Part 2 — Claude Code, in depth
How do I actually configure and control Claude Code in a real org?
12 min · Updated June 2026
You understand what the harness is. Now you need to build the Claude Code side of it. This section walks through every major configuration surface — from the simplest instruction file to enterprise policy enforcement and audit pipelines.
Every Claude Code template from this page in one download. Mid-2026 snapshot — copy and edit, don't run as-is.
Q2.1 — How should I structure CLAUDE.md, and how big should it be?
CLAUDE.mdis Claude Code’s instruction memory. It’s hierarchical — Claude reads files from the enterprise/global level down to the current directory — and it supports @import syntax to pull in other files.
Keep it lean: roughly 200–300 lines, ideally under 200.This isn’t a style preference; frontier models reliably follow on the order of 150–200 instructions, and Claude Code’s own system prompt already consumes about 50 of those. Every line you add competes for that budget.
What belongs in it:
- A one-paragraph project overview
- Tech stack and versions
- Build, test, and run commands (the things Claude can't guess)
- Conventions Claude wouldn't infer from the code
- Project structure / where things live
What does not belong: anything your linter or formatter already enforces, and anything situational (that goes in a skill).
# Acme Payments Service
Backend service handling card authorization and settlement.
Part of the Acme polyrepo platform — see @AGENTS.md for org-wide conventions.
## Stack
- Go 1.23, PostgreSQL 16, gRPC, deployed to EKS
## Commands
- Build: `make build`
- Test: `make test` (must pass before any commit)
- Lint: `make lint` (CI-enforced; do not restate rules here)
- Migrate:`make db-migrate`
## Conventions Claude can't infer
- All money is int64 minor units. Never use floats for currency.
- Every external call goes through `internal/clients/` — never inline an HTTP client.

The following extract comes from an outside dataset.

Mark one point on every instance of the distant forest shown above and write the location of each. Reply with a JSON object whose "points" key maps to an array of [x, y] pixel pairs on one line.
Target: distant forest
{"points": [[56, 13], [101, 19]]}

- New endpoints require an entry in `docs/api-changelog.md`.
## Where things live
- Business logic: `internal/domain/`
- HTTP/gRPC handlers: `internal/transport/`
- DB access: `internal/store/`Note the @AGENTS.md import — this is how you make CLAUDE.md a thin Claude-specific layer over a shared, vendor-neutral file (covered in Part 5).
Golden template with the ≤200-line budget annotated. Every placeholder labeled — replace them; don't add more lines than you remove.
Q2.2 — What are subagents and how do I build one?
Subagents are specialized personas Claude Code can delegate to. Each runs with its own scoped tools, its own model, and its own system prompt — and crucially, its own context window. They live in .claude/agents/*.md as Markdown files with YAML frontmatter.
The 2026 shift is that subagents got a real runtime. Two patterns matter:
- Pipelines — instead of one mega-prompt, you chain agents:
pm-spec→architect-review→implementer-tester. Each stage has a narrow job. - Context forking — a noisy agent (say, one running a flaky test loop) works in a forked context and returns only a clean summary to the orchestrator. The orchestrator never sees the 4,000 lines of test output.
---
name: security-reviewer
description: Reviews diffs for security issues — injection, authz gaps,
secret exposure, unsafe deserialization. Invoke after any change to
auth, payment, or data-access code.
tools: [Read, Grep, Glob]
disallowedTools: [Bash, Edit, Write]
model: sonnet
skills: [secure-coding-checklist, pii-handling]
---
You are a security reviewer. You never modify code — you only read and report.
For each finding, output: severity, file:line, the risk, and a concrete fix.
Pull the OWASP-mapped checklist from the `secure-coding-checklist` skill.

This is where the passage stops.